On 2019-Feb-06, at 10:53 AM, Noel Chiappa via cctalk wrote:
> 
> I'm not sure that's going to tell us much: the latest development is that
> Fritz looked at the actual memory contents again, and it is once again
> trash; _almost_ identical to what was there before:
> 
>  PA:171600: 016162 004767 000224 000414 006700 006152 006702 006144
> 
> but with some extra 010000 bits:
> 
>  PA:171600: 016162 004767 000224 000414 016700 016152 016702 016144
> 
> (It's not clear if this represents a real difference, or if that 
> front panel issue Fritz mentioned caused the contents to be displayed
> incorrectly.)
> 
> The exciting thing is that if the latter really is what's in main memory,
> that '16700 16152' at the PC of the MM trap could indeed generate the MM trap
> we're seeing: it's "MOV 26364, R0", and that address is in segment (page) 1,
> which is only 03500 long....
> 
> If so, i) we're down to one problem (good news), and our problem turns into
> finding out how that section of the code got trashed (bad news). Which is not
> going to be simple, alas, I suspect. I don't think it's the RK11, because
> Unix reads the program image into system buffers in low memory, and that's
> clearly working OK in the 'sleep;ls' case. (It may not use the exact same
> buffers, though...) It then copies it out to the memory where it's going to
> execute from, using an MTPI loop. So maybe the memory still has issues, or
> maybe the MTPI isn't working with some main memory locations or or or...

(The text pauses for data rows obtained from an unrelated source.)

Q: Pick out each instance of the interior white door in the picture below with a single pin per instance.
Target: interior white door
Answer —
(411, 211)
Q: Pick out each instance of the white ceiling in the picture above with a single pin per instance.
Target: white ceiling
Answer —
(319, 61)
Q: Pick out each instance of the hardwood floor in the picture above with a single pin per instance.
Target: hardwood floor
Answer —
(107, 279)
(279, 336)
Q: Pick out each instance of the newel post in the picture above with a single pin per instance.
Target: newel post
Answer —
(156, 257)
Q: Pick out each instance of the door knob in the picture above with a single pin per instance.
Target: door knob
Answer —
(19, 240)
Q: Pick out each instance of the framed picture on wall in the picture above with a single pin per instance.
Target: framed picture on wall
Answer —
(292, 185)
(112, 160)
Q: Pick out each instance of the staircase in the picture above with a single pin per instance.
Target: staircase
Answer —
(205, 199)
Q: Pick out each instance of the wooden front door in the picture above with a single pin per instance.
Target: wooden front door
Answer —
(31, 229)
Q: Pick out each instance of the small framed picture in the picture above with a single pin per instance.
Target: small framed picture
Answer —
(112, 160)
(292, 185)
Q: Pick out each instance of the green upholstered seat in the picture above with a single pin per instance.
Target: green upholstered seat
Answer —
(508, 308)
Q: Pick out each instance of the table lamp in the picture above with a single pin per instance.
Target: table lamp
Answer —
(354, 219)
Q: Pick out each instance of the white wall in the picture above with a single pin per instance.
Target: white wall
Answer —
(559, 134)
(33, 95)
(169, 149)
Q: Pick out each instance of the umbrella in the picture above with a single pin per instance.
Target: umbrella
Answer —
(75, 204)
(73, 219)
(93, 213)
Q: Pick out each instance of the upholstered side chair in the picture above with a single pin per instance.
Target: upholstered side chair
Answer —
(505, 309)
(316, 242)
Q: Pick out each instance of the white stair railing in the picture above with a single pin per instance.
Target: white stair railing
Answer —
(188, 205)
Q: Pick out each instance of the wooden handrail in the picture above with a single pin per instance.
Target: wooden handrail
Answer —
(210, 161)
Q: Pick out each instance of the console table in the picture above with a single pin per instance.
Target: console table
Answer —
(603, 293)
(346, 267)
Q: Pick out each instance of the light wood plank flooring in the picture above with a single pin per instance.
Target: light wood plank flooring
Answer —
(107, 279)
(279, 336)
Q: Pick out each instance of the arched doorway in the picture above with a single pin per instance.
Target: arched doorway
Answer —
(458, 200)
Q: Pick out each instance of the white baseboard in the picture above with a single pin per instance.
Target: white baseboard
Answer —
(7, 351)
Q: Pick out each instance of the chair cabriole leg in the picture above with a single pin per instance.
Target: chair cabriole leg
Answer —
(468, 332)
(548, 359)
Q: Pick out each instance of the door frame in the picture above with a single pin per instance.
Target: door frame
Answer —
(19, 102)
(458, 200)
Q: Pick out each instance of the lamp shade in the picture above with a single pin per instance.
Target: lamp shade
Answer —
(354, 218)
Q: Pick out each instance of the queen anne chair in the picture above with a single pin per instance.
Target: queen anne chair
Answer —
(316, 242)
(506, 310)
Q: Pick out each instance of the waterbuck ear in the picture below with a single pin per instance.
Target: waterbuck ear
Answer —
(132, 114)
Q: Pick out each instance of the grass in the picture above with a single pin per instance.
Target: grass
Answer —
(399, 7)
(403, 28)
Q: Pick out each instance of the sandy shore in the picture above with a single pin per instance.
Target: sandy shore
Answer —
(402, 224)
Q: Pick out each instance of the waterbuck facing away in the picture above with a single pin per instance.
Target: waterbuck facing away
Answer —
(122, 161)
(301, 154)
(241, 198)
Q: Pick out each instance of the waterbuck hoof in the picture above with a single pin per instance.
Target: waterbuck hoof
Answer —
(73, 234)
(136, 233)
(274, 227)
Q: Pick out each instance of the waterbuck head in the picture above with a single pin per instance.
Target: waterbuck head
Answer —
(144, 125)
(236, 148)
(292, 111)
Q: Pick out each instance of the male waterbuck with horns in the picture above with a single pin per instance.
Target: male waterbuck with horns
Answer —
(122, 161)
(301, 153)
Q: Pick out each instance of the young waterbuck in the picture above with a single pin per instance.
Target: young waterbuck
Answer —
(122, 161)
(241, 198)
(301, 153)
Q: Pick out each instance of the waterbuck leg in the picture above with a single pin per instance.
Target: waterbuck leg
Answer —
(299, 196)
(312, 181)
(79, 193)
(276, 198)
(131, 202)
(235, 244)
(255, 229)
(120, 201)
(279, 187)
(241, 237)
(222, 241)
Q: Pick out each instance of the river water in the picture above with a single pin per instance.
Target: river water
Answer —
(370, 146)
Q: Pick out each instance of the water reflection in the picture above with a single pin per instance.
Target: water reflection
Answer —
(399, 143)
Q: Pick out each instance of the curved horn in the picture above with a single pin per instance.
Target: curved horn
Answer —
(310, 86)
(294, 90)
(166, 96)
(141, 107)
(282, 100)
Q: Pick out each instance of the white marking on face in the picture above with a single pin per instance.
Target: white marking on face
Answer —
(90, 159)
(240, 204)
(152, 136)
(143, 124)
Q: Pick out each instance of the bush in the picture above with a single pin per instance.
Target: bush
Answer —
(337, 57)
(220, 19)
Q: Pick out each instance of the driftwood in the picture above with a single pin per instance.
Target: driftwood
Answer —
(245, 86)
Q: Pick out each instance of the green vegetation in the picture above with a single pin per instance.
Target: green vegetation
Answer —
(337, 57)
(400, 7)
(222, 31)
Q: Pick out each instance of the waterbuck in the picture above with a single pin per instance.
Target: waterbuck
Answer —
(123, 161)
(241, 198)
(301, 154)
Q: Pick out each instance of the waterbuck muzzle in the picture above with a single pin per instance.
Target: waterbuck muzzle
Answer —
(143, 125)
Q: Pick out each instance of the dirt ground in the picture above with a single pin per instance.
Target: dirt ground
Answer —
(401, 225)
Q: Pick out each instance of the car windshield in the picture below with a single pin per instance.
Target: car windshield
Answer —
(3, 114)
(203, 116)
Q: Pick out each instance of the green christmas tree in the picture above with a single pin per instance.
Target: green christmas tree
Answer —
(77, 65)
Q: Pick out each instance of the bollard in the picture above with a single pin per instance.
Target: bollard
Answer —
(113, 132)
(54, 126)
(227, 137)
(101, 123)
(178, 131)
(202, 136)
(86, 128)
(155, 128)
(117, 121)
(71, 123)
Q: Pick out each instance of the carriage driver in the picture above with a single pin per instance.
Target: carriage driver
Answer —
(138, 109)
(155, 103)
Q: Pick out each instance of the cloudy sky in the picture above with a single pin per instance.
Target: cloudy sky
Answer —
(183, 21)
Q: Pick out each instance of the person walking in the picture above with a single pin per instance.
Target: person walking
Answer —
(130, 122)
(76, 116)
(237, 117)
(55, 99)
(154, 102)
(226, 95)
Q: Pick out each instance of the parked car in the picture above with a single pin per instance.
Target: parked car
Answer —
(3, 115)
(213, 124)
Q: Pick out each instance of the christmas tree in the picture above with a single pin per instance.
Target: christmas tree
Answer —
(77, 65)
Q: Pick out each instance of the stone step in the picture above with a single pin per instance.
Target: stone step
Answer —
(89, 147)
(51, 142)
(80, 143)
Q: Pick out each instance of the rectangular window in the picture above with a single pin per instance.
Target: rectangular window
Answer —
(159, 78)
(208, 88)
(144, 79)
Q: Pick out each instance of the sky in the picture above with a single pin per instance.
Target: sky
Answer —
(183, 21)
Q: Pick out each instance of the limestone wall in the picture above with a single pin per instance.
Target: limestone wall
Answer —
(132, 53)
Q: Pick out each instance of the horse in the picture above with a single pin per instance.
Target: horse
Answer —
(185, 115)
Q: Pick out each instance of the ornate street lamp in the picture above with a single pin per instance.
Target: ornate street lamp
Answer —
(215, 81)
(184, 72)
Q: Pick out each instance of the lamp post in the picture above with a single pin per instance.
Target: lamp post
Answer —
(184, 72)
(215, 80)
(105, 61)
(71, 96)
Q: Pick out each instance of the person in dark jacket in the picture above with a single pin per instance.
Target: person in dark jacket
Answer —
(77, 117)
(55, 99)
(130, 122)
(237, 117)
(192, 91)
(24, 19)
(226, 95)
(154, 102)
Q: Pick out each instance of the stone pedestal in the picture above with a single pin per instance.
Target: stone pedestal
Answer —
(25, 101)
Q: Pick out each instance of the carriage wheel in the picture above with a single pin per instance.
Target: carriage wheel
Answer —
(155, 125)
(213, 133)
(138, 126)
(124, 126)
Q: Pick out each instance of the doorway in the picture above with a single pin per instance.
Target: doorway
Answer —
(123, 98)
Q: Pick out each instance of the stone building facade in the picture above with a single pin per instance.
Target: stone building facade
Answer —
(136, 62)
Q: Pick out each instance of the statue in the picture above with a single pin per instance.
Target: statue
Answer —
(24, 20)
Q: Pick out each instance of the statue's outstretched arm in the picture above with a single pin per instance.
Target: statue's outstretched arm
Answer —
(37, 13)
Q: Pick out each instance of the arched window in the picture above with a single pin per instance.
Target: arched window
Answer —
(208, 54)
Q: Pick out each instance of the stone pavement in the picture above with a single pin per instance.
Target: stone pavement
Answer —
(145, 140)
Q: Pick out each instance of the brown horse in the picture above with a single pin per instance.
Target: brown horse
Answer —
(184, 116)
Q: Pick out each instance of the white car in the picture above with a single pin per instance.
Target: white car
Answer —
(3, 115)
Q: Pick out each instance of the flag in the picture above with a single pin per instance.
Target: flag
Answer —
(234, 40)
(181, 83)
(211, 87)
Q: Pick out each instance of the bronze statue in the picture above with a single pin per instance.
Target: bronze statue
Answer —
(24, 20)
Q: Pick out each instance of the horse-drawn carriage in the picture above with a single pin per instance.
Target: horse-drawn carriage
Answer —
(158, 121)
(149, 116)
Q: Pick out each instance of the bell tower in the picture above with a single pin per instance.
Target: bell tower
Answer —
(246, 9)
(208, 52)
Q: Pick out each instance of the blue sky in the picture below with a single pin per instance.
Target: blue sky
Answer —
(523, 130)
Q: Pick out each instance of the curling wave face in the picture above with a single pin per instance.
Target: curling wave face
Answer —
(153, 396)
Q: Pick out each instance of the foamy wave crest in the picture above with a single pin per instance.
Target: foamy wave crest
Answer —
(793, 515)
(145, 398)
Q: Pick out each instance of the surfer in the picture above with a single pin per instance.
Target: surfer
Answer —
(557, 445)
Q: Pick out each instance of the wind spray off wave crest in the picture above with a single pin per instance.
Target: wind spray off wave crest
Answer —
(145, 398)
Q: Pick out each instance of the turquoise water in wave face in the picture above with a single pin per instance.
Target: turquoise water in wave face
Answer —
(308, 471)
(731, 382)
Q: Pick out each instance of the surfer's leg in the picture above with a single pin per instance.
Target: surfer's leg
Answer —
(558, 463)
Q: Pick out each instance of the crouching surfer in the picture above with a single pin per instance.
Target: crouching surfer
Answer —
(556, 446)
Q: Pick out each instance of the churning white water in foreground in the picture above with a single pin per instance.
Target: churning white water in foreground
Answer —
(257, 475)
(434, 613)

I haven't followed this in detail enough to know what the configuration and memory board at play are so maybe
this can be ruled out from your end, but for consideration, what about the refresh circuitry of the memory board?

Mem diagnostics, unless they explicitly account for it, may not show up problems with memory refresh
if the loop times are short enough to effectively substitute as refresh cycles, while they could show up later in
real-world use with arbitrary time between accesses.

Refresh on some early boards/systems was asynchronously timed by monostables or onboard oscillators
which can drift or fail on the margin/slope. (I don't know what DEC's design policy was for DRAM refresh).
It might also explain why a number of 4116s were (apparently) failing earlier in the efforts (if I recall the discussion correctly),
replacing them might have just replaced them with 'slightly better' chips, i.e. with a slightly longer refresh tolerance.